Misconfigurations or manual manipulation of these fields can:

  • Bypass security mitigations
  • Create malformed binaries for evasion
  • Trick static analysis tools

Sections

Sections are the actual data containers of the executable file. There are many sections for different purposes, their number is specified in the headers, and their names may differ slightly between operating systems.

  • .text|.code: Contains the executable code of the program.
  • .data: Contains the initialized data.
  • .rdata|.rodata: Contains the read-only data.
  • .bss: Contains the uninitialized global data.
  • .tls|(.tbss,.tdata): Similar to .bss section, but for Thread-Local data.
  • .idata|(.dynstr&.dynsym): Contains the import tables.
  • .edata|(.dynstr&.dynsym): Contains the export tables.
  • .reloc|.rela: Contains the image relocation information.
  • .debug|.debug_XXX : Contains the debugging information.
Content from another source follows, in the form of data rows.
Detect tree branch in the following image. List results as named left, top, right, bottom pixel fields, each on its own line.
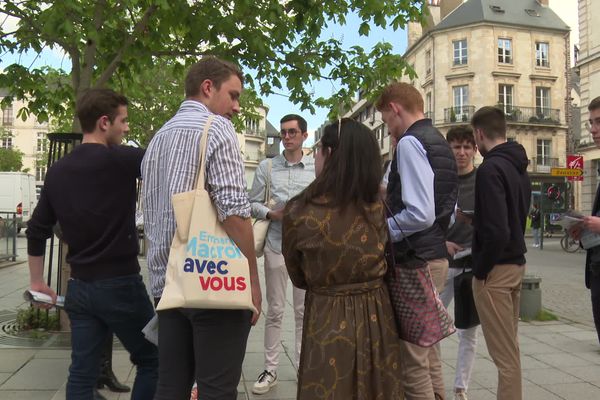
left=79, top=0, right=108, bottom=91
left=94, top=5, right=158, bottom=88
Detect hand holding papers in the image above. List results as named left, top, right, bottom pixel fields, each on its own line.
left=23, top=290, right=65, bottom=308
left=553, top=210, right=584, bottom=230
left=555, top=211, right=600, bottom=250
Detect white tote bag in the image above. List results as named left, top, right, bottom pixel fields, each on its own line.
left=253, top=159, right=272, bottom=258
left=156, top=116, right=256, bottom=313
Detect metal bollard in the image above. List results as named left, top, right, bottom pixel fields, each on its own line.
left=520, top=275, right=542, bottom=319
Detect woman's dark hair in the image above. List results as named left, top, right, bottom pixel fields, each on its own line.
left=293, top=118, right=383, bottom=211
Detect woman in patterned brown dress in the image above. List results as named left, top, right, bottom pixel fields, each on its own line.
left=282, top=119, right=403, bottom=399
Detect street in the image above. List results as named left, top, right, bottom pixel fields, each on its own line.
left=3, top=232, right=595, bottom=327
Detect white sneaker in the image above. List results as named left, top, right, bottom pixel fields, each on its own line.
left=252, top=370, right=278, bottom=394
left=454, top=391, right=468, bottom=400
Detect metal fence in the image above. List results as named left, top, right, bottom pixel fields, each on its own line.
left=0, top=212, right=17, bottom=262
left=44, top=133, right=82, bottom=294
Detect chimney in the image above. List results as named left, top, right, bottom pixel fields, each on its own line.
left=536, top=0, right=549, bottom=6
left=407, top=21, right=423, bottom=48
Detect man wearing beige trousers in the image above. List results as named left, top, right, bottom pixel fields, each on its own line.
left=470, top=107, right=531, bottom=400
left=377, top=82, right=458, bottom=400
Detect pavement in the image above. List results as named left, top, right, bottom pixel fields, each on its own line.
left=0, top=235, right=599, bottom=400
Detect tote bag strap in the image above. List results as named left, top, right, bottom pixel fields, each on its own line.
left=194, top=115, right=216, bottom=190
left=264, top=159, right=272, bottom=205
left=382, top=199, right=416, bottom=252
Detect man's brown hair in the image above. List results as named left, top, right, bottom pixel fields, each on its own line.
left=588, top=96, right=600, bottom=112
left=376, top=82, right=424, bottom=114
left=185, top=56, right=244, bottom=97
left=471, top=106, right=507, bottom=140
left=446, top=125, right=476, bottom=147
left=76, top=89, right=128, bottom=134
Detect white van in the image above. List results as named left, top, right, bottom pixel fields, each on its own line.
left=0, top=172, right=37, bottom=230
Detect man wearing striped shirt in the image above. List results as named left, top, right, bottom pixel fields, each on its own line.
left=142, top=56, right=262, bottom=400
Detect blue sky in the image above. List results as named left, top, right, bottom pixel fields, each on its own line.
left=261, top=14, right=408, bottom=134
left=0, top=1, right=578, bottom=136
left=0, top=12, right=408, bottom=140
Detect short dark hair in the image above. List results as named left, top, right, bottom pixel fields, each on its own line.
left=280, top=114, right=307, bottom=133
left=76, top=89, right=128, bottom=134
left=471, top=106, right=506, bottom=140
left=185, top=56, right=244, bottom=97
left=291, top=119, right=382, bottom=212
left=589, top=96, right=600, bottom=112
left=446, top=125, right=475, bottom=147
Those are the most important sections, we can parse them on Linux as follows:

readelf -t <pefile>
readelf -p <section-name|section-number> <pefile>
readelf -x <section-name|section-number> <pefile>

# dump section
objcopy -O binary --only-section=<section-name> <pefile> <output>

Or as following on Windows:

dumpbin /SECTION:<section-name> <pefile>

Each section has associated memory permissions:

  • Read (R)
  • Write (W)
  • Execute (X)

Modern operating systems enforce W^X policy (Write XOR Execute).

Examples:

  • .text → RX
  • .data → RW
  • .rdata → R
  • .bss → RW (zero-initialized at runtime)

Security mechanisms such as:

  • DEP/NX
  • ASLR
  • RELRO (ELF)
  • Control Flow Guard (Windows)

rely heavily on section configuration.

Incorrect section permissions can introduce severe attack surface.

Conclusion

Understanding binary internals allows you to:

  • Predict memory layout deterministically.
  • Identify code reuse primitives.
  • Craft position-independent shellcode.
  • Manipulate import resolution.
  • Analyze loader behavior under ASLR.

Without executable format knowledge, exploit development becomes probabilistic. With it, exploitation becomes engineered.

In this article, we looked at a basic overview of the executable binary files talked briefly about the process of building them, and looked at their architecture, and the information inside each part. In the following articles, we’ll talk about those parts in much more detail, and we’ll learn how we can deal with them programmatically.